Sometimes, things that once worked perfectly suddenly hit a snag. This sales workflow is no exception. The load_and_check()
function worked great until the last update. Now, along with new data, there seem to be some issues. You've been asked to check it out!
The load_and_check()
function loads the sales.csv
dataset and proceeds to do some checks. First, it confirms that the dataset has the desired shape. Next, there are a couple of integrity checks designed to make sure that the data is consistent and that nothing suspicious is happening there.
The sales.csv
dataset contains several columns, but you should give special attention to these:
Total
: The total price, including 5% tax
Quantity
: Number of products purchased
Unit price
: Price of each product in USD
Tax
: 5% tax fee, calculated from the total price
Date
: Date of the purchase
As you work on fixing the pipeline, try to keep as much of the original code as possible. If you need to change something in the data, create new columns and keep all original ones intact. Remember to update the if
statements of checks if necessary!
import pandas as pd
import numpy as np
def load_and_check():
data = pd.read_csv('sales.csv')
# Step 1: Check the loaded data
# Correct the string to a number
if data.shape[1] != 17:
print("Please check that the data was loaded properly, different shape was expected.")
else:
print("Data loaded succesfully.")
# Step 2: Data integrity check
data['Tax_calculated'] = data['Total'] - data['Quantity'] * data['Unit price']

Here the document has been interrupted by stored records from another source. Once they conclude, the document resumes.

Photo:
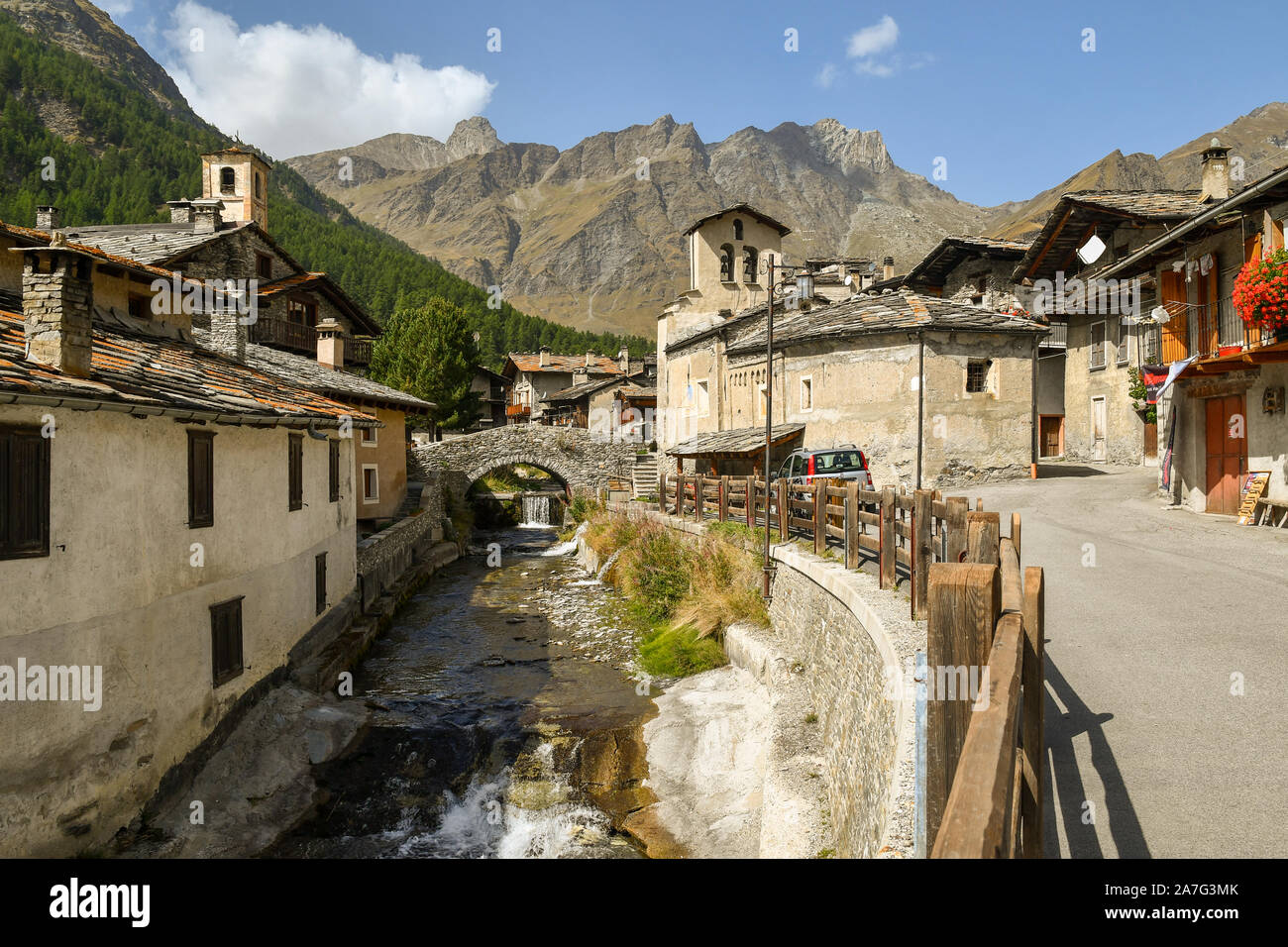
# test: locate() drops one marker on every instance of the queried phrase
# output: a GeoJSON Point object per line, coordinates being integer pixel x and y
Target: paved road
{"type": "Point", "coordinates": [1141, 646]}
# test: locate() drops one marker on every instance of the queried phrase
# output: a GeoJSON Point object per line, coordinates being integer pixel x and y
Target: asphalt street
{"type": "Point", "coordinates": [1167, 654]}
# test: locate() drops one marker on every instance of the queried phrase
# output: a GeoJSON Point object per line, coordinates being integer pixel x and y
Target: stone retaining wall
{"type": "Point", "coordinates": [837, 630]}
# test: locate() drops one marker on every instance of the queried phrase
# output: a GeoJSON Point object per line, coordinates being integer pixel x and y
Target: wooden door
{"type": "Point", "coordinates": [1099, 447]}
{"type": "Point", "coordinates": [1227, 453]}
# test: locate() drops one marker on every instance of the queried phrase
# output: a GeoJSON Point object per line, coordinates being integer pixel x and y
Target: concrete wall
{"type": "Point", "coordinates": [120, 589]}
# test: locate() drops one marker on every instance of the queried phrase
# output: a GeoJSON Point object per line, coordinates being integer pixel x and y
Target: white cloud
{"type": "Point", "coordinates": [875, 39]}
{"type": "Point", "coordinates": [297, 90]}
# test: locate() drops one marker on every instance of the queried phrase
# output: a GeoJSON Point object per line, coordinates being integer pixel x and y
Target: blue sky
{"type": "Point", "coordinates": [1004, 91]}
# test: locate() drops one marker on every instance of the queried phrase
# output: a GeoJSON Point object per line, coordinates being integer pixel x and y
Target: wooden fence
{"type": "Point", "coordinates": [902, 531]}
{"type": "Point", "coordinates": [984, 744]}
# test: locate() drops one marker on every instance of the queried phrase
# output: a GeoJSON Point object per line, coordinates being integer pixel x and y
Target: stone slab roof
{"type": "Point", "coordinates": [738, 441]}
{"type": "Point", "coordinates": [531, 361]}
{"type": "Point", "coordinates": [889, 312]}
{"type": "Point", "coordinates": [150, 244]}
{"type": "Point", "coordinates": [153, 372]}
{"type": "Point", "coordinates": [342, 385]}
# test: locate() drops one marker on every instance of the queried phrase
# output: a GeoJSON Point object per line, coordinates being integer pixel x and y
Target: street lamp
{"type": "Point", "coordinates": [804, 281]}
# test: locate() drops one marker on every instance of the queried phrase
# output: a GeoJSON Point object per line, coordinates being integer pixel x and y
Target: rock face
{"type": "Point", "coordinates": [590, 236]}
{"type": "Point", "coordinates": [81, 27]}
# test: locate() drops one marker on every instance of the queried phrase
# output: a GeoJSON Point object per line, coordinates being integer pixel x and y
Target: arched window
{"type": "Point", "coordinates": [726, 263]}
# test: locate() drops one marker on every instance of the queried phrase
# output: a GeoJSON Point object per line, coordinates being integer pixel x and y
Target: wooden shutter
{"type": "Point", "coordinates": [1176, 329]}
{"type": "Point", "coordinates": [201, 478]}
{"type": "Point", "coordinates": [24, 493]}
{"type": "Point", "coordinates": [320, 581]}
{"type": "Point", "coordinates": [334, 470]}
{"type": "Point", "coordinates": [295, 471]}
{"type": "Point", "coordinates": [226, 641]}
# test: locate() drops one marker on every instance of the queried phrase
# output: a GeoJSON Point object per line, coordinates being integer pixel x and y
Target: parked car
{"type": "Point", "coordinates": [845, 463]}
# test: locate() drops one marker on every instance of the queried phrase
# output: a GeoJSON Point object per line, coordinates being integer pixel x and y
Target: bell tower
{"type": "Point", "coordinates": [240, 179]}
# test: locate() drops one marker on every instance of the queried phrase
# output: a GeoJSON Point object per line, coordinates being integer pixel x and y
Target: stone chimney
{"type": "Point", "coordinates": [206, 214]}
{"type": "Point", "coordinates": [228, 334]}
{"type": "Point", "coordinates": [330, 344]}
{"type": "Point", "coordinates": [1216, 172]}
{"type": "Point", "coordinates": [56, 305]}
{"type": "Point", "coordinates": [180, 211]}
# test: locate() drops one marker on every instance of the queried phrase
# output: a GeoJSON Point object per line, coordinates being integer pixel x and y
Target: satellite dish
{"type": "Point", "coordinates": [1091, 250]}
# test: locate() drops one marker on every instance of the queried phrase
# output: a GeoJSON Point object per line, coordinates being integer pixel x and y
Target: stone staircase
{"type": "Point", "coordinates": [644, 475]}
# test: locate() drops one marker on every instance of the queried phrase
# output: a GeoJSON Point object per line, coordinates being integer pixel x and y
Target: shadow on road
{"type": "Point", "coordinates": [1052, 471]}
{"type": "Point", "coordinates": [1065, 780]}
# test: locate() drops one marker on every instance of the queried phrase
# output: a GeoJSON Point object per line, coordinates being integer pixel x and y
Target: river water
{"type": "Point", "coordinates": [505, 719]}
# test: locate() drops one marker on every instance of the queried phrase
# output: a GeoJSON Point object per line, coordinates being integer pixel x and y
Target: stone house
{"type": "Point", "coordinates": [1100, 420]}
{"type": "Point", "coordinates": [866, 369]}
{"type": "Point", "coordinates": [174, 523]}
{"type": "Point", "coordinates": [1224, 414]}
{"type": "Point", "coordinates": [535, 376]}
{"type": "Point", "coordinates": [224, 236]}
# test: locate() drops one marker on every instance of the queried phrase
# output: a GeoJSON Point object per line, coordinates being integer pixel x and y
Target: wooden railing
{"type": "Point", "coordinates": [984, 746]}
{"type": "Point", "coordinates": [902, 531]}
{"type": "Point", "coordinates": [284, 334]}
{"type": "Point", "coordinates": [986, 750]}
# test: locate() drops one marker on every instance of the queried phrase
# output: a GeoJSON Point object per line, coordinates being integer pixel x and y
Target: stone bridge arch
{"type": "Point", "coordinates": [585, 462]}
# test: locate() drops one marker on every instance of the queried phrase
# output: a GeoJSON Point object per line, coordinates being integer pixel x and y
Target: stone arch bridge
{"type": "Point", "coordinates": [581, 460]}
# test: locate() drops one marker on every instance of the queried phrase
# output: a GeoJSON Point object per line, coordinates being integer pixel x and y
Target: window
{"type": "Point", "coordinates": [301, 312]}
{"type": "Point", "coordinates": [700, 398]}
{"type": "Point", "coordinates": [320, 582]}
{"type": "Point", "coordinates": [333, 471]}
{"type": "Point", "coordinates": [295, 471]}
{"type": "Point", "coordinates": [24, 493]}
{"type": "Point", "coordinates": [201, 478]}
{"type": "Point", "coordinates": [1096, 354]}
{"type": "Point", "coordinates": [226, 654]}
{"type": "Point", "coordinates": [977, 375]}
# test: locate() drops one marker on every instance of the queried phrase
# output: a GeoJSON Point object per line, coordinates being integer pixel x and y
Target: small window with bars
{"type": "Point", "coordinates": [295, 472]}
{"type": "Point", "coordinates": [977, 375]}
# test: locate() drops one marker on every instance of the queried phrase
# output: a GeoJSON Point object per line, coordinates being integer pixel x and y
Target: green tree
{"type": "Point", "coordinates": [429, 351]}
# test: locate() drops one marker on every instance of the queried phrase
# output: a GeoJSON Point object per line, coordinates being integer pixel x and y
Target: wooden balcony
{"type": "Point", "coordinates": [283, 334]}
{"type": "Point", "coordinates": [1207, 331]}
{"type": "Point", "coordinates": [357, 351]}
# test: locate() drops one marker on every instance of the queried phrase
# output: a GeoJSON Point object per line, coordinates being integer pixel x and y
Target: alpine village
{"type": "Point", "coordinates": [475, 499]}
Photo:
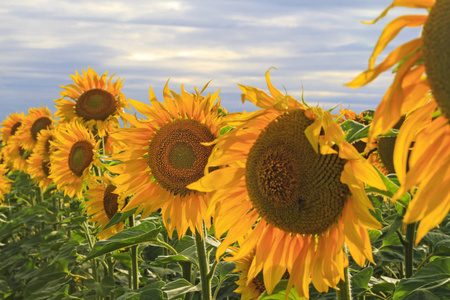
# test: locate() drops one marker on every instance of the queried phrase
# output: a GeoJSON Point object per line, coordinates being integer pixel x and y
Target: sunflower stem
{"type": "Point", "coordinates": [203, 264]}
{"type": "Point", "coordinates": [91, 245]}
{"type": "Point", "coordinates": [134, 260]}
{"type": "Point", "coordinates": [409, 249]}
{"type": "Point", "coordinates": [344, 292]}
{"type": "Point", "coordinates": [111, 263]}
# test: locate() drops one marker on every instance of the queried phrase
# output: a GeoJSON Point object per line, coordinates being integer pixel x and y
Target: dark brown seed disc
{"type": "Point", "coordinates": [95, 104]}
{"type": "Point", "coordinates": [47, 145]}
{"type": "Point", "coordinates": [80, 157]}
{"type": "Point", "coordinates": [291, 186]}
{"type": "Point", "coordinates": [38, 125]}
{"type": "Point", "coordinates": [15, 127]}
{"type": "Point", "coordinates": [176, 155]}
{"type": "Point", "coordinates": [45, 165]}
{"type": "Point", "coordinates": [110, 201]}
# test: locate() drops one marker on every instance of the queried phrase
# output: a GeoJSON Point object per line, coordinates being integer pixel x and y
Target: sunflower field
{"type": "Point", "coordinates": [114, 198]}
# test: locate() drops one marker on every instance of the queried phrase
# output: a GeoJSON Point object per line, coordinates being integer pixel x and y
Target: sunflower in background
{"type": "Point", "coordinates": [10, 125]}
{"type": "Point", "coordinates": [102, 204]}
{"type": "Point", "coordinates": [74, 153]}
{"type": "Point", "coordinates": [288, 177]}
{"type": "Point", "coordinates": [15, 156]}
{"type": "Point", "coordinates": [166, 153]}
{"type": "Point", "coordinates": [39, 160]}
{"type": "Point", "coordinates": [95, 101]}
{"type": "Point", "coordinates": [36, 120]}
{"type": "Point", "coordinates": [426, 165]}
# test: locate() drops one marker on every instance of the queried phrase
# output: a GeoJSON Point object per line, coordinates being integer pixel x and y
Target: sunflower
{"type": "Point", "coordinates": [102, 205]}
{"type": "Point", "coordinates": [36, 120]}
{"type": "Point", "coordinates": [5, 182]}
{"type": "Point", "coordinates": [39, 160]}
{"type": "Point", "coordinates": [409, 88]}
{"type": "Point", "coordinates": [75, 152]}
{"type": "Point", "coordinates": [166, 153]}
{"type": "Point", "coordinates": [287, 175]}
{"type": "Point", "coordinates": [14, 155]}
{"type": "Point", "coordinates": [93, 100]}
{"type": "Point", "coordinates": [424, 166]}
{"type": "Point", "coordinates": [10, 125]}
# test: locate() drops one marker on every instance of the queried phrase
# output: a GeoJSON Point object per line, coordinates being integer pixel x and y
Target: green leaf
{"type": "Point", "coordinates": [162, 260]}
{"type": "Point", "coordinates": [101, 288]}
{"type": "Point", "coordinates": [354, 130]}
{"type": "Point", "coordinates": [391, 186]}
{"type": "Point", "coordinates": [120, 217]}
{"type": "Point", "coordinates": [144, 232]}
{"type": "Point", "coordinates": [179, 287]}
{"type": "Point", "coordinates": [434, 278]}
{"type": "Point", "coordinates": [225, 269]}
{"type": "Point", "coordinates": [362, 278]}
{"type": "Point", "coordinates": [420, 294]}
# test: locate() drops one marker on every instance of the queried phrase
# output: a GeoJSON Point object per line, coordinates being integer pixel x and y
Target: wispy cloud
{"type": "Point", "coordinates": [319, 45]}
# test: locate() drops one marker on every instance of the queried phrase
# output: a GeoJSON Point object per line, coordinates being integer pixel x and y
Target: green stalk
{"type": "Point", "coordinates": [91, 245]}
{"type": "Point", "coordinates": [111, 263]}
{"type": "Point", "coordinates": [203, 265]}
{"type": "Point", "coordinates": [409, 249]}
{"type": "Point", "coordinates": [134, 260]}
{"type": "Point", "coordinates": [344, 292]}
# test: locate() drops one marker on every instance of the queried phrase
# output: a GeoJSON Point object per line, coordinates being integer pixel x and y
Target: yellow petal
{"type": "Point", "coordinates": [394, 57]}
{"type": "Point", "coordinates": [392, 29]}
{"type": "Point", "coordinates": [218, 179]}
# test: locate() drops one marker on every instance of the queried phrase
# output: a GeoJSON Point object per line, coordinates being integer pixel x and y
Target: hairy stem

grouped_data = data.groupby(['Date'])['Total'].agg(['mean', 'std'])
grouped_data['threshold'] = 3 * grouped_data['std']
grouped_data['max'] = grouped_data['mean'] + grouped_data['threshold']
grouped_data['min'] = grouped_data[['mean', 'threshold']].apply(lambda row: max(0, row['mean'] - row['threshold']), axis=1)
data = pd.merge(data, grouped_data, on='Date', how='left')
data['Condition_1'] = (data['Total'] >= data['min']) & (data['Total'] <= data['max'])
data['Condition_1'].fillna(False, inplace=True)
data['Condition_2'] = round(data['Quantity'] * data['Unit price'] + data['Tax_calculated'], 1) == round(data['Total'], 1)
# Do any necessary changes below this comment and before the if statement
# You can change the if statement if you find it necessary
if (data['Condition_1'].sum() != data.shape[0])&(data['Condition_2'].sum() != data.shape[0]):
print("Something fishy is going on with the data! Better check the pipeline!")
else:
print("Data integrity check was succesful!")
return data
data = load_and_check()
load_and_check()